Like in most cases, calamities like drugs, diseases and terrorism travel faster and more easily where borders are porous and institutions of control and regulation are weakest. Therefore, it is a matter for serious concern that NAFDAC lacks the enabling facilities to effectively control the influx and spread of dangerous drugs. A country that is ever in a hurry to appropriate funds for all manner of dubious expenditures ought to have the self-interest to see the codeine influx as a virtual emergency. Besides, it is the economic desperation of the times and the spread of a mass psychology of hopelessness that has created a ready market for the dangerous substances on which many of our young people are now hooked.
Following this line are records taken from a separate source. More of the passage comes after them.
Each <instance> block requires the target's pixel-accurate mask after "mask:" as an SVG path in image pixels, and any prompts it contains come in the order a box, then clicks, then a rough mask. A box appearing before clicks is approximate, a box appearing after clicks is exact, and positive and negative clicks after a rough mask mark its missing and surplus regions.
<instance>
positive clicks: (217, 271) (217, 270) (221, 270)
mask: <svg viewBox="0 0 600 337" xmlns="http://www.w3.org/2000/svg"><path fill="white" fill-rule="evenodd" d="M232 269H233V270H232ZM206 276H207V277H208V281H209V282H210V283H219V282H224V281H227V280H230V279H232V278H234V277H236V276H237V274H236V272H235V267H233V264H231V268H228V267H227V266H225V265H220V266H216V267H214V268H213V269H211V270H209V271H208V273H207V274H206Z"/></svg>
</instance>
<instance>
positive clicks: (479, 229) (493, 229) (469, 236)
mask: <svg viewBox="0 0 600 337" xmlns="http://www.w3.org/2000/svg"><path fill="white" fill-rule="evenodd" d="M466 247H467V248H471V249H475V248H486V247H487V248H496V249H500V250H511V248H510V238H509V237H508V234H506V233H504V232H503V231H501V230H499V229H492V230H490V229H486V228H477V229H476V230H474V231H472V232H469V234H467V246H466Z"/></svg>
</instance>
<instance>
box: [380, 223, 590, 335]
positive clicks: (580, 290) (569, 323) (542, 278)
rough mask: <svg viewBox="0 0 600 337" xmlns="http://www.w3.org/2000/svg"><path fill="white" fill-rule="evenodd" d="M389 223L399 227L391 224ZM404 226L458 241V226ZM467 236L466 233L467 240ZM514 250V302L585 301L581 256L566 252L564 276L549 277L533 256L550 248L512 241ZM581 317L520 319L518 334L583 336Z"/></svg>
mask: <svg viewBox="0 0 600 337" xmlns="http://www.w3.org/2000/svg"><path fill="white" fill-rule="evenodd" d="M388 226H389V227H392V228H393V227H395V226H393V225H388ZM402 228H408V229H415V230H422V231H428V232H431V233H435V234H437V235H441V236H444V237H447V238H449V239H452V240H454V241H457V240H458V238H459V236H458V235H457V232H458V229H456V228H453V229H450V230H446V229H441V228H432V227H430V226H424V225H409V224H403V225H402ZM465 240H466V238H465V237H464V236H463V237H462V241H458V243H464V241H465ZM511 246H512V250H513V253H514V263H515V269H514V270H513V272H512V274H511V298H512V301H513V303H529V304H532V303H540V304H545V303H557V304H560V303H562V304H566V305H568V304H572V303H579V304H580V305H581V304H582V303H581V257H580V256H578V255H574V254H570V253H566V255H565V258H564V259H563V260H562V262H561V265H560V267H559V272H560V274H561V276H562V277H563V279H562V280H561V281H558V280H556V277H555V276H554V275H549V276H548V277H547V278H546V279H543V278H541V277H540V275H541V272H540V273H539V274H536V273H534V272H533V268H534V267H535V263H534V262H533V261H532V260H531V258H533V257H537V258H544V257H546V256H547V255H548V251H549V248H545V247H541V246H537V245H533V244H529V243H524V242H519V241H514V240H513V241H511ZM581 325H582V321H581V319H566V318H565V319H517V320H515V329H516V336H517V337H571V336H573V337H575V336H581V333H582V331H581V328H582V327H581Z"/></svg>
The authorities must take the BBC report as yet another wake-up call for us to deal squarely with a problem that is laying waste a generation of Nigerians. Three things need to be done urgently. One, we must begin a strong enforcement of the law on the sale of essential drugs that require prescriptions; two, those found culpable in the current codeine scandal should be prosecuted and finally, there is need for a massive campaign on reorientation for which the National Orientation Agency (NOA) should take the lead.
The appointment of Mr Olakunle Alake as the Group Managing Director of the Dangote Group could not have come as a surprise to anybody who has followed the trajectory of both his career and the growth of the company he has served diligently for more than two decades. It is a reward for talent, industry and loyalty. A 1983 graduate of Civil Engineering from Obafemi Awolowo University, Ile-Ife and a Fellow of the Institute of Chartered Accountants of Nigeria (ICAN), Alake is one of those unassuming professionals who prefer to work behind the scene with result the only bottom-line. I wish him all the best in his new assignment.
At a period he had practically become a nuisance to majority of his constituents in Kogi West Senatorial District with his idiosyncrasies, the ‘Ajekun Iya’ exponent, Senator Dino Melaye last weekend scored a big goal against his friend-turned-foe, Governor Yahaya Bello of Kogi State. Although Bello still has the Police authorities in Abuja on his side, Melaye has given him a taste of what to expect next year at the poll with an exercise designed for his recall becoming a referendum on the governor’s stewardship. And the result was not pleasant.
While I intend to deal with the entire Melaye recall process next week vis-à-vis the role of the Independent National Electoral Commission (INEC) and the Police as well as the implications for our democracy, the current siege on the Senator is not right. Someone needs to call the Inspector General of Police, Mr Ibrahim Idris to order.